Polls show voters put Mr. Ryan right in the middle of the scrum for the 2016 Republican presidential nomination.
“At this point, no one stands out from the pack and Ryan is part of the pack,” said Peter A. Brown, assistant director of the Quinnipiac University Polling Institute.
Mr. Ryan has a chance to bolster his stock Friday among Christian conservatives when he addresses the annual Values Voters Summit via video.
“Our job is to preserve our values in the 21st century,” Mr. Ryan will say, according to his office. “We need to completely rethink government’s role in helping the most vulnerable. We need to completely rethink government’s role in health care. That means we can never give up on repealing and replacing Obamacare.”
Mr. Cruz, Mr. Paul and Mr. Rubio, as well as former Sen. Rick Santorum, are scheduled to speak in person at the summit. Only Mr. Ryan, citing the budget talks and the government shutdown, has said he will appear via video.
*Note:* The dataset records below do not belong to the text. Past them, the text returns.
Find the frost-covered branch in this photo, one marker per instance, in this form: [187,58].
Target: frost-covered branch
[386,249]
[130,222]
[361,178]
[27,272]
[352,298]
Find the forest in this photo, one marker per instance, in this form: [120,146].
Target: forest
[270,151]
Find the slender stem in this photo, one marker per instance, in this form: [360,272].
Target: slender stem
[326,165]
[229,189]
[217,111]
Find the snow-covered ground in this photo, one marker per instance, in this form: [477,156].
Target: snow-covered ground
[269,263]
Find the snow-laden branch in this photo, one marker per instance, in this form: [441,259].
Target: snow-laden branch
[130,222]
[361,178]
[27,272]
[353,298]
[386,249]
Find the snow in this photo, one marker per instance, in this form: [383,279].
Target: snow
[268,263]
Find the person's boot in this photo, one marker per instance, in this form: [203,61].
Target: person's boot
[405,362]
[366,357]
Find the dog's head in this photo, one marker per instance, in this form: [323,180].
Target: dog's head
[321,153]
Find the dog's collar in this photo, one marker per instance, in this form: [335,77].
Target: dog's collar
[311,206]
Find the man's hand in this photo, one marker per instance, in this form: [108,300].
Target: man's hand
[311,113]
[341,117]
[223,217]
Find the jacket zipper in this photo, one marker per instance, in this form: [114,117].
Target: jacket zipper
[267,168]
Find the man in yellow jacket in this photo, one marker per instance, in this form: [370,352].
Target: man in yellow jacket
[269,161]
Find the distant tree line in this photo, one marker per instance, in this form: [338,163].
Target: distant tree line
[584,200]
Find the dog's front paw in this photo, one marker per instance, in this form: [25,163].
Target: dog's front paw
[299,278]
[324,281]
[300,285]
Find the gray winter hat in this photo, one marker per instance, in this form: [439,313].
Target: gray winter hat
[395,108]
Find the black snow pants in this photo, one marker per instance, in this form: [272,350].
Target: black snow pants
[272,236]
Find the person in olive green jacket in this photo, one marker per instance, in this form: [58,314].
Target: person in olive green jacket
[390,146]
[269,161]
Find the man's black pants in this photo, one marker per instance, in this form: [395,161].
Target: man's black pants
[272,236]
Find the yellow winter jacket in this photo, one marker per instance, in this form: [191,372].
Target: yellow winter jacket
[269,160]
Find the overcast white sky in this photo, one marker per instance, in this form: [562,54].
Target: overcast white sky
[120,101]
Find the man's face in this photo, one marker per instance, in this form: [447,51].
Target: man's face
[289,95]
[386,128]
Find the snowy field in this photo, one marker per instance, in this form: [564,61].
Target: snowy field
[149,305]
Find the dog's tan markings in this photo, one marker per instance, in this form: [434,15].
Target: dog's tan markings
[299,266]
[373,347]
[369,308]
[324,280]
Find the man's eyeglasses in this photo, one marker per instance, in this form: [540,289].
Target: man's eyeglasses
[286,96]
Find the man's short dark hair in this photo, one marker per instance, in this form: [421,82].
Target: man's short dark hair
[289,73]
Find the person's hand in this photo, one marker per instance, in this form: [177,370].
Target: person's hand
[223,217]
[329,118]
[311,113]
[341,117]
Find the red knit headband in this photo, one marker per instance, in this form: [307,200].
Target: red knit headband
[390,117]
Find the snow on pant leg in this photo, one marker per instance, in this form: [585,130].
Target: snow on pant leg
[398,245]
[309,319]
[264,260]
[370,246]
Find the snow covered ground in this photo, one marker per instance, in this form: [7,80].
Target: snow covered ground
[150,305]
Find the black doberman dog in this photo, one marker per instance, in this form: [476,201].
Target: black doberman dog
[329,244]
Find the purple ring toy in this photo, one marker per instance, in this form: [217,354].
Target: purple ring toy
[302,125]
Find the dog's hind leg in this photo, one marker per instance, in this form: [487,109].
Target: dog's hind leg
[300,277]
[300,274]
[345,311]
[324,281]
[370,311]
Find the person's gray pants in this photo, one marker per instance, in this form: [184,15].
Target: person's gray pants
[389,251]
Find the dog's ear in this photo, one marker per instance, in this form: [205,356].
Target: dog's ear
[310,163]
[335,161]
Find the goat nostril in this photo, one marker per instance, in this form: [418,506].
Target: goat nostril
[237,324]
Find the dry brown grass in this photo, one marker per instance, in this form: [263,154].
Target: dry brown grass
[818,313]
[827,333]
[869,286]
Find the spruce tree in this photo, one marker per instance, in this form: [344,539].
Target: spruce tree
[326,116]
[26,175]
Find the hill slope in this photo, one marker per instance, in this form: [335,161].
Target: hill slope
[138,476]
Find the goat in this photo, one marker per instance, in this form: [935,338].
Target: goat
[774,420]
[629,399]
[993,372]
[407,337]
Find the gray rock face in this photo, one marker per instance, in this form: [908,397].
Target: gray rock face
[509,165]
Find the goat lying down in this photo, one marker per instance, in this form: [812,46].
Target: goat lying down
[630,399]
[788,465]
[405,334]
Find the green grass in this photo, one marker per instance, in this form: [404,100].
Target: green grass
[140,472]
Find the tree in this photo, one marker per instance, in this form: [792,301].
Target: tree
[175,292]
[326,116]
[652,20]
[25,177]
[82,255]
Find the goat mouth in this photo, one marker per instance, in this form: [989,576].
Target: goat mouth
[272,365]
Mr. Ryan also is scheduled next month to headline Iowa Gov. Terry Branstad’s annual birthday bash, putting him back in the first-in-the-nation caucus state.
“Paul Ryan is a thoughtful leader and is the one person in Washington who has come up with a plan to get America back on track financially,” Mr. Branstad said. “I asked him to come to Iowa because I believe he has displayed excellent leadership in Washington in a time when tough decisions need to be made.”